The 2d6 Cepheus SRD is a great and adaptable system that allows you to throw together a career table for anything, making it a proper universal system with some assembly required. You need the career tables, gear, weapons, and armor to have a game, plus mishap and injury tables.
Careers define the game, so the selection determines the roles in the game, unlike GURPS, where anything is on the table and you are trying to explain to the table why everyone doesn't have ninja training. GURPS takes a strong group agreement on what the game is about, what types of skills are appropriate, and how characters should be designed. You need the theme, and the players need to work with you to make it happen.
In Cepheus games, you all sort of pick careers that will interact together, like if you were playing a mafia game, most everyone would be criminals. Or, in a spy game, you would mostly be military or agents. About half of the careers in this game are military or spy-based, so it feels like a "Tom Clancy" or "James Bond" style game, with commandos and agents running around and battling the bad guys.
In Cepheus, the random career system takes care of the rest. You need to "make something out of what you get," which is part of the challenge of playing a randomized character. Some like the challenge, while others want complete control.
But now, let's take a step back.
Cepheus Modern is an 86-page game. Most of these "2d6 small book games" are anywhere from 30 to 80 pages. Is that really enough game to have fun with? Are we going to get enough character complexity and rules options to give us "meat on the bones" to have a satisfying game experience?
I am a GURPS player, and I will always answer that question with a "no." Compared to GURPS, nothing ever has enough depth for me.
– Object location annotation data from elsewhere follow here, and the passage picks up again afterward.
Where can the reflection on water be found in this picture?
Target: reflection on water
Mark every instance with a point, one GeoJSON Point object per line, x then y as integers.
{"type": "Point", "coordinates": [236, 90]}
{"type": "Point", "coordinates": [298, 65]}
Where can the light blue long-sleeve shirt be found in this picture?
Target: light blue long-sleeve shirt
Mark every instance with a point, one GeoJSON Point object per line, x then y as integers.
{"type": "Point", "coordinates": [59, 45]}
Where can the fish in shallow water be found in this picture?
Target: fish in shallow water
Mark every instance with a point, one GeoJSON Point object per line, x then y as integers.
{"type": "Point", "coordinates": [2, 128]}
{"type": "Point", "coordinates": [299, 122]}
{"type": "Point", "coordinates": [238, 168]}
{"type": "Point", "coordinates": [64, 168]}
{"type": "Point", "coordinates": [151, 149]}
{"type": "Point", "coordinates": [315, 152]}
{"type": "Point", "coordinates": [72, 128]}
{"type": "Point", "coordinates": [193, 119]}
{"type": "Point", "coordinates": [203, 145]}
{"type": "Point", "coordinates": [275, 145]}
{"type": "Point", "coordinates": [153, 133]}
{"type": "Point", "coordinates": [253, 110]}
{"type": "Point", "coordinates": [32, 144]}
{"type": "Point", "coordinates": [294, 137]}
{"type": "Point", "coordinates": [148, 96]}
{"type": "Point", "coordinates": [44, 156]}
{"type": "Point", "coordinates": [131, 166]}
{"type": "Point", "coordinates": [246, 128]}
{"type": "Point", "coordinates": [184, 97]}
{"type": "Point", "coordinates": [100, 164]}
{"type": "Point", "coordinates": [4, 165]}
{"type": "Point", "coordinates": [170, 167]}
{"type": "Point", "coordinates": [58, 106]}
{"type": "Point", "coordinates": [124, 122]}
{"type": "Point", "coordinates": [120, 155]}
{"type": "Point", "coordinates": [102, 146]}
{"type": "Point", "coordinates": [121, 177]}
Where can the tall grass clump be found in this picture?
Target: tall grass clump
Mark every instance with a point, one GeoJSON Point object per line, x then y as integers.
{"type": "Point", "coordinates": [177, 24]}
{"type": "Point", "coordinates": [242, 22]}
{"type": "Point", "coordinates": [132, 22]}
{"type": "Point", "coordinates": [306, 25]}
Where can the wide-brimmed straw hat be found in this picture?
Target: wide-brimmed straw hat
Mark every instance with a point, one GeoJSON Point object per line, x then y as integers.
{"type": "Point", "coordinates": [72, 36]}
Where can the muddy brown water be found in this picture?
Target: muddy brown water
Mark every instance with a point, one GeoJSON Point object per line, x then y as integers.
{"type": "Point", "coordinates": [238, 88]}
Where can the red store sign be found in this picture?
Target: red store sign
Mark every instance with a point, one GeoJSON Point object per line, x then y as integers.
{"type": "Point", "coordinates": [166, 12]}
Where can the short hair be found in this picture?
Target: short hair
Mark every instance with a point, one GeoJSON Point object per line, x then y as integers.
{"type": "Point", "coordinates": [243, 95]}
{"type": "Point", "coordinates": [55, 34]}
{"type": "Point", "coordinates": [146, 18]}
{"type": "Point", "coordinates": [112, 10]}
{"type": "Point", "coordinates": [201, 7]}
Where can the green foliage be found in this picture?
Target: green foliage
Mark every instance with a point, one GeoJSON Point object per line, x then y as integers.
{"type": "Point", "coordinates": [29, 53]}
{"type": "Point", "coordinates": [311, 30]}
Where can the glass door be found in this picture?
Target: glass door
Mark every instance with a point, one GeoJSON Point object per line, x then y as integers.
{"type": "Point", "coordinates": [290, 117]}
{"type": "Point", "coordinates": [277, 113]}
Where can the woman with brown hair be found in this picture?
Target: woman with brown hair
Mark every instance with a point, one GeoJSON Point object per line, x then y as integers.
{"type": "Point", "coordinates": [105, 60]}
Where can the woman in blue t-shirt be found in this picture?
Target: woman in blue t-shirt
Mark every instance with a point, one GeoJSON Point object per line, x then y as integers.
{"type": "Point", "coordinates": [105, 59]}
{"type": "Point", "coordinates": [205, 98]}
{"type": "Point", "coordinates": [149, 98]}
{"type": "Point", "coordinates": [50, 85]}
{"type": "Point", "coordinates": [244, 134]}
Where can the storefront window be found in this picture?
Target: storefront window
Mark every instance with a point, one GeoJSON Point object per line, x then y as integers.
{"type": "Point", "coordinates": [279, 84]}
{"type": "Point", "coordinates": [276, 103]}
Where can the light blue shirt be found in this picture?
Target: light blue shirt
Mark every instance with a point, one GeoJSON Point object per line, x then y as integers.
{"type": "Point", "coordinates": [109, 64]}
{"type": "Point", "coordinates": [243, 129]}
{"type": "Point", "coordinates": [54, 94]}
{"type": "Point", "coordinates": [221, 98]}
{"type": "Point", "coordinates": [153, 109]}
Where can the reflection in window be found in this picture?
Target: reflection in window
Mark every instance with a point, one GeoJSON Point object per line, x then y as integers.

But, given the time and commitment to play GURPS, a 2d6 game is a far more versatile choice than a d20 game. Where in a d20 game you need a huge framework of spells, classes, powers, and rules, a 2d6 game can do a lot more in fewer pages. This 86-page 2d6 game does what a 5E-based game would take 320 pages to fully explore. OSR games would be about half that.
Anything 5E these days is so chronically overwritten, full of fluff, and talking itself in circles it is almost a parody of itself these days. The D&D 2024 Dungeon Master's Guide has huge chapters, pages long, that talk in circles, and the best advice they can give you after all that is, "Just come up with a way to handle it yourself." Thanks for nothing, paid-by-the-word writers.
I would also choose a 2d6 game over a rules-light narrative game, such as FATE. There is more "meat" here for me to dig into. Rules and choices matter. Even though the characters and basic game rules are straightforward, there is a lot more to play with here than most rules-light frameworks.
Given that the original 2d6 Traveller and GURPS are sister games, moving between either is trivial. While they may not share the same rules, there are enough similarities here that if you know how to play one, you know the other, and even converting entire campaigns "once they get good" is a trivial matter. So I think of Cepheus Engine games as "rapid prototype tools" to see if there is fun in a setting or situation, and I always have the freedom to convert it all to GURPS later, if I want the depth.
And when it comes down to it, if all you gave me was a ham sandwich for rules, I could role-play using that. This is how 5E misses the mark so hard. It is not about the rules, creating excellent tactical combat rules, or fancy narrative systems! It is about what you bring to the table with your character and involvement with the story. You don't need rules to role-play, and they can get in the way.
If all I have is my 2d6 character, I can bring that to life.
As a referee, if all I have is a 2d6 combat system, I can make that as compelling as a rules-heavy combat game. If a 2d6 game gives me no "narrative tools," I have enough experience to make the game just as fun as if we had all sorts of pools, points, special dice, and narrative economy systems. Too many rules can get in the way.
It is 100% about the stories you bring to the table.